Schwarz et al. reported the median interval between the diagnosis of breast cancer and the development of GI tract metastasis to be 6 years [11]. Synchronous metastases can occur but are rare and can delay the diagnosis and make the detection of the primary breast cancer a challenge, as it was in our case.

Symptoms are usually dependent on the site of metastasis, with constipation, obstruction, tenesmus, and rectal bleeding which are more related to rectal metastasis. These symptoms can mimic primary GI tract pathologies like malignancies and inflammatory bowel disease, which are much more prevalent.

The best diagnostic methods are found to be colonoscopy and biopsy. Rectal metastatic lesions found on colonoscopy are usually diffuse leading to thickening and narrowing of the rectal lumen [12].

Histopathological diagnosis can be challenging in the absence of the diagnosis of primary breast cancer as it was in our case. In addition, the “signet-ring” morphology of lobular carcinoma may mimic other primary tumors, i.e., gastric carcinoma [13] and primary signet ring cell carcinoma with tubular adenoma of the rectum [14], and even rarer conditions such as synchronous primary colonic adenocarcinoma and metastatic lobular carcinoma as described in a case report [15] making the diagnosis more difficult.

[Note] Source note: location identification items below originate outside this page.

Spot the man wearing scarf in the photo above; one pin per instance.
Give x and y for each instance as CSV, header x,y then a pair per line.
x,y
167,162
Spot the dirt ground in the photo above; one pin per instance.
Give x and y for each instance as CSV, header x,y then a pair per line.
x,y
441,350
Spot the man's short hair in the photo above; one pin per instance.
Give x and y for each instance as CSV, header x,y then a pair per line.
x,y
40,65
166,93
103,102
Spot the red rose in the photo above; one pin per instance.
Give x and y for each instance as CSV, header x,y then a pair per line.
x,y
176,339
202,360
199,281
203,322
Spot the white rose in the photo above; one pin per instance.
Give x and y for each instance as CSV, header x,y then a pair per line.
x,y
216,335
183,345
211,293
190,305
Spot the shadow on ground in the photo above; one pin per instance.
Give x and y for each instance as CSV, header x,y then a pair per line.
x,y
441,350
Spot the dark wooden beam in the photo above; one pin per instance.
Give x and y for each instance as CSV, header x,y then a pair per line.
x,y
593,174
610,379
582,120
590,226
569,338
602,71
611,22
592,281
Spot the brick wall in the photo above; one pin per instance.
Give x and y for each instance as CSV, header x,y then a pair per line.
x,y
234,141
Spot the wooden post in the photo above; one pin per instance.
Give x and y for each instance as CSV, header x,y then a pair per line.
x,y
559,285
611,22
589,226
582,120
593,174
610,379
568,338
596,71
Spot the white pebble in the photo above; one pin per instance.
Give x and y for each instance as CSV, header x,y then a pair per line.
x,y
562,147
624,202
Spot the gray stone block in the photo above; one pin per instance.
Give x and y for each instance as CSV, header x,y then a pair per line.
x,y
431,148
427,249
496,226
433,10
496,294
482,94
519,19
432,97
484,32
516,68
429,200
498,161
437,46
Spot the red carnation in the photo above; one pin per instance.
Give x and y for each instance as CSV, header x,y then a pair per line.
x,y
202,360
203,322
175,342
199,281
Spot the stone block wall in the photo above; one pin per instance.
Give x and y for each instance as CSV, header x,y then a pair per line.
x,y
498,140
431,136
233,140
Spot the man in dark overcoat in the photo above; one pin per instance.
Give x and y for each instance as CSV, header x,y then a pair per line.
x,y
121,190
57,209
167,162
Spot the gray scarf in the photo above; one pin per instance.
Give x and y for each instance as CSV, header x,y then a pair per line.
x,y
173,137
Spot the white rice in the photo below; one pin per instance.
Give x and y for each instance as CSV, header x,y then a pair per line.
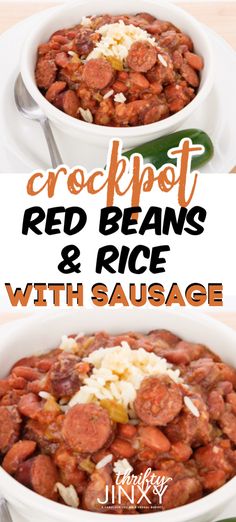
x,y
117,374
108,94
117,39
68,344
191,406
68,494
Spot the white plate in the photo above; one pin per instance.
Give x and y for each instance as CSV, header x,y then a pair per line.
x,y
23,147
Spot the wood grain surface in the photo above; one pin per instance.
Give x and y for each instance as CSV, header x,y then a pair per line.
x,y
220,16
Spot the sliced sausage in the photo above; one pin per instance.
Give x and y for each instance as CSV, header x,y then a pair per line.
x,y
70,103
142,56
153,438
180,451
96,489
45,73
19,452
98,73
155,113
169,338
122,448
158,401
194,60
86,428
128,431
10,421
25,372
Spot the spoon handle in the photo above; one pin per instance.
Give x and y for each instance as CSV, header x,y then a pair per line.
x,y
4,512
55,156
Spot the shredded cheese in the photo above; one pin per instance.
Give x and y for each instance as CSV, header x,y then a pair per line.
x,y
116,40
117,374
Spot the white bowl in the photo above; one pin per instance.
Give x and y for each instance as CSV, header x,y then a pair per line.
x,y
38,334
70,14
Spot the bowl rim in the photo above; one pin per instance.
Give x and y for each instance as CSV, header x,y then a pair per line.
x,y
60,117
48,507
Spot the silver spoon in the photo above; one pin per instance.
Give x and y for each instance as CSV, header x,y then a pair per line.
x,y
4,511
29,108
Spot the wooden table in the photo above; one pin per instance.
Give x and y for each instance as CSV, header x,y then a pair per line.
x,y
220,16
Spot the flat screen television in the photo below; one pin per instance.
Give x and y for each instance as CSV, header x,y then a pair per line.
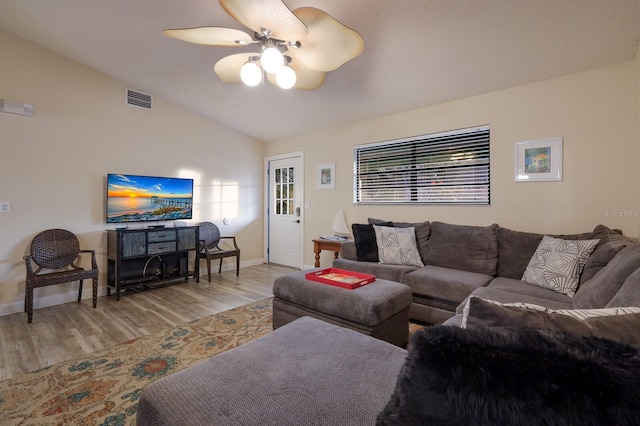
x,y
133,198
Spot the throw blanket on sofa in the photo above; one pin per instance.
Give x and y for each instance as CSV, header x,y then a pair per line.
x,y
502,376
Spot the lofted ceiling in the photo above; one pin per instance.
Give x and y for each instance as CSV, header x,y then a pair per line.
x,y
417,53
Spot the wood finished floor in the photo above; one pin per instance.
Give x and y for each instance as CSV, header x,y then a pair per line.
x,y
63,332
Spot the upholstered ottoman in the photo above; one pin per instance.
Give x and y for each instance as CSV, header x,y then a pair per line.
x,y
379,309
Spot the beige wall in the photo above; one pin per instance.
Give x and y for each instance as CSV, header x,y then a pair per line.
x,y
53,165
594,112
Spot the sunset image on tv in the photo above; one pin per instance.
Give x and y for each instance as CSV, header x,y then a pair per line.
x,y
132,198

On the other hand, metastases of lobular carcinoma have a certain fashion of spread with intramural infiltration growing within the serosal, muscular, and submucosal layers [16]. And last but not least, the lack of dysplasia of the rectal mucosa is often helpful in distinguishing between a primary and metastatic lesion [17].

Immunohistochemistry can be useful in establishing the diagnosis; cancerous breast cells are usually positive for CK-7, mammaglobin, GCDFP-15, estrogen, and progesterone receptors, although their positivity is not limited to breast carcinoma and was found positive in gastric carcinoma [18] and GATA-3 which has been recently used and noted to be positive in 100% of lobular breast cancers, compared to 5% of gastric cancers [19], while CK 20 and CEA are almost always present in primary colorectal tumors and absent in breast carcinomas. In this case, the rectal and peritoneal metastasis was positive for CK-7 and negative for CK 20 which matched the immunohistochemical findings of the primary breast cancer which, alongside the histological findings, favored the final diagnosis of metastatic lobular carcinoma.

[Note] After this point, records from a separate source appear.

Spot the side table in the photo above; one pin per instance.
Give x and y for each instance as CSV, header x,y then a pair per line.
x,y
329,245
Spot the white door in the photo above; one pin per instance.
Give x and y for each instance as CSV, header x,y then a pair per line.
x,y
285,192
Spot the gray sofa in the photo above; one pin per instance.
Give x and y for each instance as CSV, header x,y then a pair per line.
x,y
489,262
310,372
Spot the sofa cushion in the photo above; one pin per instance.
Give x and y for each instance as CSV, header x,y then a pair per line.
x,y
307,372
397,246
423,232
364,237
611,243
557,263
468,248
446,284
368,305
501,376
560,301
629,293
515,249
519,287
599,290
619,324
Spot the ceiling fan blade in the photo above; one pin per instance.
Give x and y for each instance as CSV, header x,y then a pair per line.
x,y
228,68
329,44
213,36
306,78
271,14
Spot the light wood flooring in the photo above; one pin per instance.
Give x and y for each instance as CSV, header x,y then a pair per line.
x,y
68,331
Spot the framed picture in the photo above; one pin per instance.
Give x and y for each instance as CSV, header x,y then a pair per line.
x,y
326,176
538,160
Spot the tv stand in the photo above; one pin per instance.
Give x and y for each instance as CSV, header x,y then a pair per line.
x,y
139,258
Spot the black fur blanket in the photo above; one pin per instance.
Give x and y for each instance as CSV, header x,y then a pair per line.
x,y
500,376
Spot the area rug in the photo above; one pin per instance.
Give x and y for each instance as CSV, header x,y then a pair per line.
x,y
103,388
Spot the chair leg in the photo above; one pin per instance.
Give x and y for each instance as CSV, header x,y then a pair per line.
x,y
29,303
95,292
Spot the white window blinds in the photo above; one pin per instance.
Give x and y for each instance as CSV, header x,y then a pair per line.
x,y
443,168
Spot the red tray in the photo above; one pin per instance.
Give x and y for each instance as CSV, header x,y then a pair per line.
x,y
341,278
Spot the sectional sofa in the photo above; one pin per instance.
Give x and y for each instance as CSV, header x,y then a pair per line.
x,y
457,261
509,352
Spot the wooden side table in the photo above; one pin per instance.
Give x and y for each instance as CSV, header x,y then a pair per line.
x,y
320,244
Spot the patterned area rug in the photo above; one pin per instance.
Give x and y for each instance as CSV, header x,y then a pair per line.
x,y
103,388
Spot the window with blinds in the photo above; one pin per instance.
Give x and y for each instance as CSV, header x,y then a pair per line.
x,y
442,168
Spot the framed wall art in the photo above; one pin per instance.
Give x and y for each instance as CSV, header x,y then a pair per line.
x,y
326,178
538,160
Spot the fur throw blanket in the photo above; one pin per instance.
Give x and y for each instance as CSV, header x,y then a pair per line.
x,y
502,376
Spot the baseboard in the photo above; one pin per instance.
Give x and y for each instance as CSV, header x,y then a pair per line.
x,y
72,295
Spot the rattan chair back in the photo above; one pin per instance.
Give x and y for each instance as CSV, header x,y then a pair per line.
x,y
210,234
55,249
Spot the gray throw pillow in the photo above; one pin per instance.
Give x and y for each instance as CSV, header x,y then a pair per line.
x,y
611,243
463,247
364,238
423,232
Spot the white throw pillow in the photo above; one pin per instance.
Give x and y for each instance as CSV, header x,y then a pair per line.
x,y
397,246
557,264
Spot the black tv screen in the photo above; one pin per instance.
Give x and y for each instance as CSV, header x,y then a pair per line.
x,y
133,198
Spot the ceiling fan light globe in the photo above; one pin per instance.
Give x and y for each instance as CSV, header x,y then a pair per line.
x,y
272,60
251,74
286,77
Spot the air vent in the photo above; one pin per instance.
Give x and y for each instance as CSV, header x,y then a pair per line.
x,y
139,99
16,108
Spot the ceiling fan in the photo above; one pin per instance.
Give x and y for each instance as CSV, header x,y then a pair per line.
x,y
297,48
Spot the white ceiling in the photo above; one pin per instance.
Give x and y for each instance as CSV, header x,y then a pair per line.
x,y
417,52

Radiological findings usually mimic primary GI tract malignancies and are of less benefit in reaching the final diagnosis.

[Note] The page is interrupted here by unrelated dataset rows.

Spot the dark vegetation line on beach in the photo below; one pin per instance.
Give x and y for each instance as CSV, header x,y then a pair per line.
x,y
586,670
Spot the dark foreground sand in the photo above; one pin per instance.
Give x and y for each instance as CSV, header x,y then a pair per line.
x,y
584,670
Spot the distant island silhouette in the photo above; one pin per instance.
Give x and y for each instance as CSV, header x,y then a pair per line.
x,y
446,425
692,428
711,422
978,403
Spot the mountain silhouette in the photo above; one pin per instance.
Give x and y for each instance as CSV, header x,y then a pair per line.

Due to the rarity of the condition, few data on treatment were found in the literature. Systemic treatment, i.e., hormonal and chemotherapy, is usually employed to patients with confirmed GI tract metastasis [20]. There were 2 cases reported by Tang et al. that showed settlement of intestinal obstruction due to metastatic lobular carcinoma with a parenteral endocrine hormonal agent (fulvestrant) [21]. Surgical intervention is used for palliative purposes in patients with intestinal obstruction, perforation, or bleeding or for diagnostic purposes.

Survival after diagnosis of GI metastases in breast cancer patients is poor with few patients surviving beyond two years [20].

4. Conclusion

GI tract metastasis from primary breast cancer is rare and not easy to diagnose. It should be suspected in a patient with a history of lobular breast carcinoma with new onset of GI tract symptoms, although synchronous tumors can rarely occur.

Histopathological and immunohistochemical findings are useful in detecting metastatic lesions.

Systemic treatment is used for patients with metastasis, with a poor survival rate.

Although it is considered a rare presentation, more unusual presentation of metastatic disease can be anticipated nowadays, due to the survival of breast cancer patients.

Conflicts of Interest

The authors declare that they have no conflicts of interest.